Rashômon (1950)    3 Stars

“The husband, the wife…or the bandit?”


Rashomon (1950)

Director: Akira Kurosawa

Cast: Toshirô Mifune, Machiko Kyô, Masayuki Mori

Synopsis: A heinous crime and its aftermath are recalled from differing points of view.




It’s highly unusual for a foreign language film to have as big an influence on global culture as Akira Kurosawa’s Rashomon, the film that first alerted the world to the quality of Japanese cinema in the immediate post-war years. Not only has the film been remade — or re-interpreted — on frequent occasions, but psychologists also speak of the Rashomon Effect, whereby observers of an incident can somehow come up with conflicting interpretations of what they have witnessed. Like most complex films it appears to be a relatively simple tale, but it’s a deceptively multi-layered narrative which leaves the audience constantly unsure about whether what they are seeing is a true account, a misinterpretation of events, or an outright lie.

The film opens with a city dweller chancing upon a woodcutter and priest in the ruined gates (Rashomon) to the equally ruined city of Kyoto — these characters, through whom the story will be told, literally stand on the threshold between the wilderness of the forest and the perceived safety of the city. Kyoto, however, is in ruins and offers little security, a fact reinforced by the way the city dweller casually rips planks from the gate in order to feed a meagre fire against a torrential downpour: the perception of security is just one of a series of illusions offered by the film. The woodcutter and priest are in shock, having returned from a court hearing into a murder in which they have heard radically conflicting versions of how and why the crime happened. At the insistence of the city dweller, the woodcutter and priest recount what has taken place.

On trial was the fearsome bandit Tajomaru (Toshiro Mifune), charged with the murder of a man (Masayuki Mori) and the rape of the man’s wife (Machiko Kyo). Tajomaru chanced upon them travelling through the forest, and was so taken with the woman’s beauty that he lured the husband to a clearing with the promise of a cache of swords, only to overpower and tie him up. Then, in front of the bound husband, he raped — or perhaps seduced — the wife. Three witnesses give evidence during the trial — and each gives a different version of events. Tajomaru claims that after the seduction, the wife argued that she could not live with two men knowing of their shame so one of them must die. So he released the husband so that they might fight a duel, and eventually overcomes him after a hard-fought encounter.

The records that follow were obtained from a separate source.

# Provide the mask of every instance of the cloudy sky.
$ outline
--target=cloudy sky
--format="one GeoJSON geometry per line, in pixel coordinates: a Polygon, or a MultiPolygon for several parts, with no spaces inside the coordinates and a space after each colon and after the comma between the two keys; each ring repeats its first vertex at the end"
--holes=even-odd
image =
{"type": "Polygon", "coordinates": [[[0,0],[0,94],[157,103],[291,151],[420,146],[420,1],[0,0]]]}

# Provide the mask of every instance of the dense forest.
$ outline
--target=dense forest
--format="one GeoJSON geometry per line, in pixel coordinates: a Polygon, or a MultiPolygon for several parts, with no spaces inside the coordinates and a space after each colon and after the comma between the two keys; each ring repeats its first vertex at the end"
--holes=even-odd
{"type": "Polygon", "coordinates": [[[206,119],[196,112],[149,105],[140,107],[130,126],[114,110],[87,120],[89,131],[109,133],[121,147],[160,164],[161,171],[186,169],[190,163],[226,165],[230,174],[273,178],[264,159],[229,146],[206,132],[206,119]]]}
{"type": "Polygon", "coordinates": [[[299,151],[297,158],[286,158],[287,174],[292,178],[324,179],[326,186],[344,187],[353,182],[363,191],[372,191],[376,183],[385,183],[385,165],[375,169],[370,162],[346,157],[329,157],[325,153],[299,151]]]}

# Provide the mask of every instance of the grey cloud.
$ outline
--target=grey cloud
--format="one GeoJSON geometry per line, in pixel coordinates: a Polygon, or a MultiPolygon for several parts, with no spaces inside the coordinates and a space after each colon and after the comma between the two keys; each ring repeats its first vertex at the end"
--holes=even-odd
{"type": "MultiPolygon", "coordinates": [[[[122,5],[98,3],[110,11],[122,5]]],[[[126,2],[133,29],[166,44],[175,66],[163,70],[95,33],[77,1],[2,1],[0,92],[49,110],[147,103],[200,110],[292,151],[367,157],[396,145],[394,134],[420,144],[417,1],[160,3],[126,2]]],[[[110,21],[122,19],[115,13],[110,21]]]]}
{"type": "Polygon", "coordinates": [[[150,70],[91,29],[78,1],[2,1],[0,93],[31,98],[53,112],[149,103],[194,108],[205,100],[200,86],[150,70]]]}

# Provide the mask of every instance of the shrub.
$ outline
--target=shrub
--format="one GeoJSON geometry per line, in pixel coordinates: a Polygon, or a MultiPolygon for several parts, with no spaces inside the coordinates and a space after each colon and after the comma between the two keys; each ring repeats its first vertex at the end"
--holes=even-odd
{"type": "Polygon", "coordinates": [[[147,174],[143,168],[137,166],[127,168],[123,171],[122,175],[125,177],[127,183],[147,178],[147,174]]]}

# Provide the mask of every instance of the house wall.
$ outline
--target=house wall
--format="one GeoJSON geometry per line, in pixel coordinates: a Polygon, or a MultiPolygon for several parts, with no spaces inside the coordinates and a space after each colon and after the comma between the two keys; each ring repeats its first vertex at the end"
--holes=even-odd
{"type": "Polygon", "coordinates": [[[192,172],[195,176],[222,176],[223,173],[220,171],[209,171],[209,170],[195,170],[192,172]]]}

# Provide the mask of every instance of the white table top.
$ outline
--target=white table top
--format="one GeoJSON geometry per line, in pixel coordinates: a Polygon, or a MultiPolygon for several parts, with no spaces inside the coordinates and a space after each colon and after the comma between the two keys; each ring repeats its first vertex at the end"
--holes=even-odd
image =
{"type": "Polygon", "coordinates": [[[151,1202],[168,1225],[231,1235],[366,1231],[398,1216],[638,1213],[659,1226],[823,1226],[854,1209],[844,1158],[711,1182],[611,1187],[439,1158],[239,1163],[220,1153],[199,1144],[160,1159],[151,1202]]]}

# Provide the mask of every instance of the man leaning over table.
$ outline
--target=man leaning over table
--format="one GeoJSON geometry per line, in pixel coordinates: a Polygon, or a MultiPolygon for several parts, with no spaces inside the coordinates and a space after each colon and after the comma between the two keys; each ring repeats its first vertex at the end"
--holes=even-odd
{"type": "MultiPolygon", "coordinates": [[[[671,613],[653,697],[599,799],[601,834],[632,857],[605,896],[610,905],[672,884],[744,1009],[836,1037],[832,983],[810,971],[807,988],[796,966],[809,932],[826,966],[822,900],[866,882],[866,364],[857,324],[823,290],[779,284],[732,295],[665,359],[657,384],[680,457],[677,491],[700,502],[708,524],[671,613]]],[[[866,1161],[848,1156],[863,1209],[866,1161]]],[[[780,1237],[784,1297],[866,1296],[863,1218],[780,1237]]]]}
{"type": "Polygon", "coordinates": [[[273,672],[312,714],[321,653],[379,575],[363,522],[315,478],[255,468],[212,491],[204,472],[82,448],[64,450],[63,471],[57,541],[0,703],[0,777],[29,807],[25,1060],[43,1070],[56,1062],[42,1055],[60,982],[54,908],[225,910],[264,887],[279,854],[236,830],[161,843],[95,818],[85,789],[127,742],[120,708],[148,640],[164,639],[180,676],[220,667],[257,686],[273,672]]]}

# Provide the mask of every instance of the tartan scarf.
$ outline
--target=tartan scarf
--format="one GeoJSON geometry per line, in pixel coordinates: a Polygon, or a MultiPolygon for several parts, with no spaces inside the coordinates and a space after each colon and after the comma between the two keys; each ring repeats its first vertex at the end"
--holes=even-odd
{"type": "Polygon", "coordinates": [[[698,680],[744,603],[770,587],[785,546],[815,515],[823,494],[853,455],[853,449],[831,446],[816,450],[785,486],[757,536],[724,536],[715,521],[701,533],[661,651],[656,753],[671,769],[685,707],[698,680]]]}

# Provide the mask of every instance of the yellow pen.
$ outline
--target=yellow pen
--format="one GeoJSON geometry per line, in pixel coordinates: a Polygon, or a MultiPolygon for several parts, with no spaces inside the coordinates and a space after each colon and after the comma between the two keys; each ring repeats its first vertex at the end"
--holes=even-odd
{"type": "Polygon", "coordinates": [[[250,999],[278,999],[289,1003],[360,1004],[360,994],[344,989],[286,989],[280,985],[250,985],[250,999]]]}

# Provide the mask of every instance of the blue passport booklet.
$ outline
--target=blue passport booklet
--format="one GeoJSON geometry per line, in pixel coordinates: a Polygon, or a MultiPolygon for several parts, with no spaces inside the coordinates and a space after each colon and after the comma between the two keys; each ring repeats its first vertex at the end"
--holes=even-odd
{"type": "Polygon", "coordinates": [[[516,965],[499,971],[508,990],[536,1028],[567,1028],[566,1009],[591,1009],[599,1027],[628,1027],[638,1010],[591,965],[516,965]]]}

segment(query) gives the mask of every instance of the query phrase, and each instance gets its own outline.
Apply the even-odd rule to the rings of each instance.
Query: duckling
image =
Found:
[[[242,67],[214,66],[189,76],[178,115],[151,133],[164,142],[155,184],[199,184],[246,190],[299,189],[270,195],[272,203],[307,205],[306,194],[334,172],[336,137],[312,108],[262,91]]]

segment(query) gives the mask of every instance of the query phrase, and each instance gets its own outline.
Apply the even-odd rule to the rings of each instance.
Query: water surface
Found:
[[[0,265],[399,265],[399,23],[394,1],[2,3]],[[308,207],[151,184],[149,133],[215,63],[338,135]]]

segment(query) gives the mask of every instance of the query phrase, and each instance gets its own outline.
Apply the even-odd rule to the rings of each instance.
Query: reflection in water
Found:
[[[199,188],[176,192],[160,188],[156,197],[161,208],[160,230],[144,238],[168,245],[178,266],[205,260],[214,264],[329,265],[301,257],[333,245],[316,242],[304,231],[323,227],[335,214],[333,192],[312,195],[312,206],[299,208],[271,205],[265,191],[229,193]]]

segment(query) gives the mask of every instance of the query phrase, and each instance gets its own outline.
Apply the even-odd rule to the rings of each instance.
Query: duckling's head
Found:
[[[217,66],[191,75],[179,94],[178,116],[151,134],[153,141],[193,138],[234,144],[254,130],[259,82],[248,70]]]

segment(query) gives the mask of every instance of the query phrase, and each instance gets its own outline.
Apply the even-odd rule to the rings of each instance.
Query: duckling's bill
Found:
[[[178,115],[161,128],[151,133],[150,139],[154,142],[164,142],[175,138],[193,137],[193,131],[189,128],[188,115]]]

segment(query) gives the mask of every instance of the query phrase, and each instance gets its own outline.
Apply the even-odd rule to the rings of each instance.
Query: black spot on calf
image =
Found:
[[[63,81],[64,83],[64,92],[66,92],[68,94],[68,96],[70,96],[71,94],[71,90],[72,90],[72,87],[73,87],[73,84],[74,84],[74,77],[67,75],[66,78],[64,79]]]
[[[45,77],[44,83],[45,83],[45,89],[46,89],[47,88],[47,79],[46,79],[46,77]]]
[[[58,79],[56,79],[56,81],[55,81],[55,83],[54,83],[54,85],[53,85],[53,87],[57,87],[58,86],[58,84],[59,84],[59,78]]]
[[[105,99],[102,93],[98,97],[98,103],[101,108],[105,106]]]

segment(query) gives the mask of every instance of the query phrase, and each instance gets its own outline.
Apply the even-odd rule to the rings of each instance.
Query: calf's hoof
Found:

However, in her testimony, the shamed wife, who has now cloistered herself away in a nunnery, claims that after Tajomaru raped her he departed. She found husband’s dagger and can only remember standing over him when she passed out. When she regained consciousness, her husband was dead, with the dagger in his chest.

Finally, the murdered husband gives his version of events through a medium. He claims that, following the rape of his wife, she begged Tajomaru to take her away with him after first killing her husband. Tajomaru refused and released the husband, who then committed suicide. However, the woodcutter, who had initially claimed to have stumbled upon the scene after the murder took place, eventually confesses that he saw the whole thing, and that what actually took place was completely different to all three versions given at the trial.

Rashomon isn’t so much about the misperceptions of its witnesses, as the conflicting motives that colour the version of events that they choose to relate. The version each participant recounts is designed to show them in the best possible light under the circumstances. So Tajomaru paints himself as a bold and fearless fighter and seducer, the wife portrays herself as a helpless victim, and the husband describes himself committing a noble suicide rather than living a life of shame (or dying at the hands of a bandit). The woodcutter’s version of events paints an altogether less flattering picture — but, then, how reliable is his perception of what took place? Before recounting what he witnessed, the woodcutter admitted stealing the husband’s dagger, which makes him a thief, and therefore equally unreliable.

Kurosawa’s vision is ultimately a bleak one. The sin of ego leads us all to ‘change’ the truth in order to more closely correspond with our own self-image, which means that nothing in — or about — the world can be taken on trust. The film’s conclusion, in which the woodcutter undertakes to care for an abandoned baby might seem hurried and over-sentimental to some, but it actually conveys a quietly chilling message — that being aware of our failings does not necessarily make us better people. We are destined to follow the same pattern of self-aggrandisement, and will surely pass this flaw on to future generations.